A estação terrena de Gandoul, com cerca de cinco hectares, já abriga diversas soluções de conectividade via satélite e é responsável por conectar a constelação de satélites de órbita baixa da Eutelsat OneWeb às redes terrestres, transmitindo assim internet de alta velocidade para o Senegal, a sub-região e outras partes do mundo. Segundo o grupo Sonatel, a instalação conta com infraestrutura energética segura, sistemas redundantes e conexão de fibra óptica ultrarrápida para garantir alto nível de disponibilidade e continuidade dos serviços. A nova infraestrutura também se apoia em salas técnicas que atendem ao padrão Tier III, oferecendo alta resiliência e confiabilidade para a operação de equipamentos críticos.
Poucos meses após o lançamento do serviço de internet via satélite geoestacionário desenvolvido em parceria com a Eutelsat Konnect, a Sonatel implantou a infraestrutura OneWeb baseada em constelação de órbita baixa. A operadora afirma que seu objetivo prioritário continua sendo as áreas rurais, fronteiriças ou remotas, onde a lacuna de acesso à internet ainda é significativa: apenas 3% das famílias rurais têm conexão, contra quase 44% na capital, Dacar. Este investimento também está alinhado com a estratégia de transformação digital do governo senegalês, que aposta na tecnologia satelital para acelerar a cobertura nacional de internet de alta velocidade, especialmente em regiões onde a implantação de redes terrestres é cara ou de topografia complexa. Outras operadoras do mercado, como Yas e Expresso, também são incentivadas a incluir soluções via satélite em seus serviços.

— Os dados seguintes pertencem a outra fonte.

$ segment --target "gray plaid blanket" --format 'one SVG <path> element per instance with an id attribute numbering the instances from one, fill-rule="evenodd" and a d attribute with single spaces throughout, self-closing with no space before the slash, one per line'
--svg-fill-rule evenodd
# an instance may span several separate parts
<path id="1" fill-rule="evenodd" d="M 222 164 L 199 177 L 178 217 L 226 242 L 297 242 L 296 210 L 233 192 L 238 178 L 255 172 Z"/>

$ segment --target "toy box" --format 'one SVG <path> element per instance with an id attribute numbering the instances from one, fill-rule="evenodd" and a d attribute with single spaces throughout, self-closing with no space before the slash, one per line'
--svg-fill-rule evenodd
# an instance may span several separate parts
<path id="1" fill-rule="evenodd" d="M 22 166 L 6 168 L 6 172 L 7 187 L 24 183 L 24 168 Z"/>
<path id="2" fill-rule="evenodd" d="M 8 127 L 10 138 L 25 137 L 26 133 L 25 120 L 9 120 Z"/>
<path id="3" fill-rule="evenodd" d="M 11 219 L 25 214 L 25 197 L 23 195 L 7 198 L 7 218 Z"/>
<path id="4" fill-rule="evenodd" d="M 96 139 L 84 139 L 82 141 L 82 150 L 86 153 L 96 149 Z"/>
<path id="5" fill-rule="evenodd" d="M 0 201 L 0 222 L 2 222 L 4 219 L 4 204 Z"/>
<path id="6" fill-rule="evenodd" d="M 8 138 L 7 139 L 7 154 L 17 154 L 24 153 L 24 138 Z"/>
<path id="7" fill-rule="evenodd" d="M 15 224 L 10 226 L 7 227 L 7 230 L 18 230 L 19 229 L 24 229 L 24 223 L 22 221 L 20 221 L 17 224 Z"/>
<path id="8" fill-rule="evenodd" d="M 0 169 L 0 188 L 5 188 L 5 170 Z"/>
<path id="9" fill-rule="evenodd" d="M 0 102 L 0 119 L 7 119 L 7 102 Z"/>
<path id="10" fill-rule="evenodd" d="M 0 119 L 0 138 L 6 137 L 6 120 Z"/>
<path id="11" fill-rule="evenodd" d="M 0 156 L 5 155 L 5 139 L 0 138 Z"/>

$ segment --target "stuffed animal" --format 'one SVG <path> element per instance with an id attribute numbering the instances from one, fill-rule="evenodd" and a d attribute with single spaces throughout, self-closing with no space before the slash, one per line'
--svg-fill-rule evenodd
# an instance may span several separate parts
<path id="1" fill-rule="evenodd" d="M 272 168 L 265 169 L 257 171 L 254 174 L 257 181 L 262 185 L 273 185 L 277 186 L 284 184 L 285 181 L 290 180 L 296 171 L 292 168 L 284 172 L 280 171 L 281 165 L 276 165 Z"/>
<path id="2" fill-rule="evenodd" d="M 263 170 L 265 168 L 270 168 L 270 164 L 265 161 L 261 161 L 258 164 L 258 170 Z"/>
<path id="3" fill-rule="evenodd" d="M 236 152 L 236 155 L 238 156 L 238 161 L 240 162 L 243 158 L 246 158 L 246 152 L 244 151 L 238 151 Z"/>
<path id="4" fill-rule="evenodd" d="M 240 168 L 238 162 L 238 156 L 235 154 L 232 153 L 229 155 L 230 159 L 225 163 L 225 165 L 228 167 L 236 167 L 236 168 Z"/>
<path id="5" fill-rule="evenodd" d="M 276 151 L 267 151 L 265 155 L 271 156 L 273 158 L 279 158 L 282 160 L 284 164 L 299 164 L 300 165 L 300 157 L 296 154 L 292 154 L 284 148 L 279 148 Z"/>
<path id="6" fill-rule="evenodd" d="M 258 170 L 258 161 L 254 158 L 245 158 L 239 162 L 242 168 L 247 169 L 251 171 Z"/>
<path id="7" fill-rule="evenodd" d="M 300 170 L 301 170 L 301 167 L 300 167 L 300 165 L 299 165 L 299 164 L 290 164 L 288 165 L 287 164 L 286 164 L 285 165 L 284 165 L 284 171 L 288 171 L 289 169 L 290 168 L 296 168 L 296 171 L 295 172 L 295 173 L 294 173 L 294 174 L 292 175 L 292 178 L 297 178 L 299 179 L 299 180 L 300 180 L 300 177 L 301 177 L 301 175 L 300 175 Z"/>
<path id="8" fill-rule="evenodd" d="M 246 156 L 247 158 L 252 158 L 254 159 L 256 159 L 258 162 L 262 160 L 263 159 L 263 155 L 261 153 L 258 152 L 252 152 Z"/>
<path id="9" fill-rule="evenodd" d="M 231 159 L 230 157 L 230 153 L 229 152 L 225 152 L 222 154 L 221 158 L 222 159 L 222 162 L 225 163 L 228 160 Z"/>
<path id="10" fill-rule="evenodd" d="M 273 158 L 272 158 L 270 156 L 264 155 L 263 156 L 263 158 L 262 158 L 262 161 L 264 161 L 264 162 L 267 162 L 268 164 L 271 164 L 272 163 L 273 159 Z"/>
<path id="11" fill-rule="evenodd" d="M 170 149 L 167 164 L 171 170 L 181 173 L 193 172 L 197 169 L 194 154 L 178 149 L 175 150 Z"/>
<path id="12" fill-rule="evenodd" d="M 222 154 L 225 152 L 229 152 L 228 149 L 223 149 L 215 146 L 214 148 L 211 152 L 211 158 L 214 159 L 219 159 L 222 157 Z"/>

O mercado de internet via satélite do Senegal já atrai concorrentes internacionais. O fornecedor americano Starlink lançou serviços comerciais no país em fevereiro de 2026. A empresa é um dos principais provedores globais de internet via satélite de órbita baixa, com operações em cerca de 30 países africanos. Outra empresa americana, a Amazon Leo (antigo Projeto Kuiper), também planeja lançar seus primeiros serviços comerciais ainda este ano, após ultrapassar o limite regulatório de 390 satélites implantados em órbita e negociar com mercados africanos como África do Sul, Quênia e Nigéria; no país mais populoso da África, a Nigéria, a Amazon Leo já obteve as autorizações necessárias para implantar infraestrutura e comercializar serviços. O aumento da concorrência ocorre em meio a uma demanda crescente por conectividade de alta velocidade, impulsionada pela popularização de serviços como streaming de vídeo, jogos online, teletrabalho, videoconferências, serviços em nuvem, inteligência artificial e Internet das Coisas.
O custo é um dos fatores-chave da concorrência no mercado. A assinatura mensal de internet via satélite residencial oferecida pela Sonatel custa 30.000 francos CFA (cerca de 52,36 dólares), enquanto para empresas é de 44.900 francos CFA, e os serviços profissionais exigem ainda uma taxa de acesso de 125.000 francos CFA. Em comparação, os pacotes da Starlink no Senegal variam de 22.000 a 30.000 francos CFA por mês, e o custo do kit de instalação fica entre 117.000 e 146.000 francos CFA. De acordo com dados do Banco Mundial, no Senegal, um serviço de internet de 50 dólares mensais representa cerca de 33,7% da renda média mensal do país em 2025, de 148,33 dólares, muito acima do limite de 2% de acessibilidade recomendado pela União Internacional de Telecomunicações (UIT). Em 2025, o custo de 5 GB de dados em conexão fixa representava 15,1% da Renda Nacional Bruta (RNB) per capita do Senegal, enquanto na internet móvel era de 4,68%. Além do custo do serviço, a qualidade da conexão, a cobertura geográfica, a disponibilidade de equipamentos e a capacidade de atender às necessidades específicas de famílias, empresas e governos também serão fatores decisivos na competição entre os provedores de internet via satélite.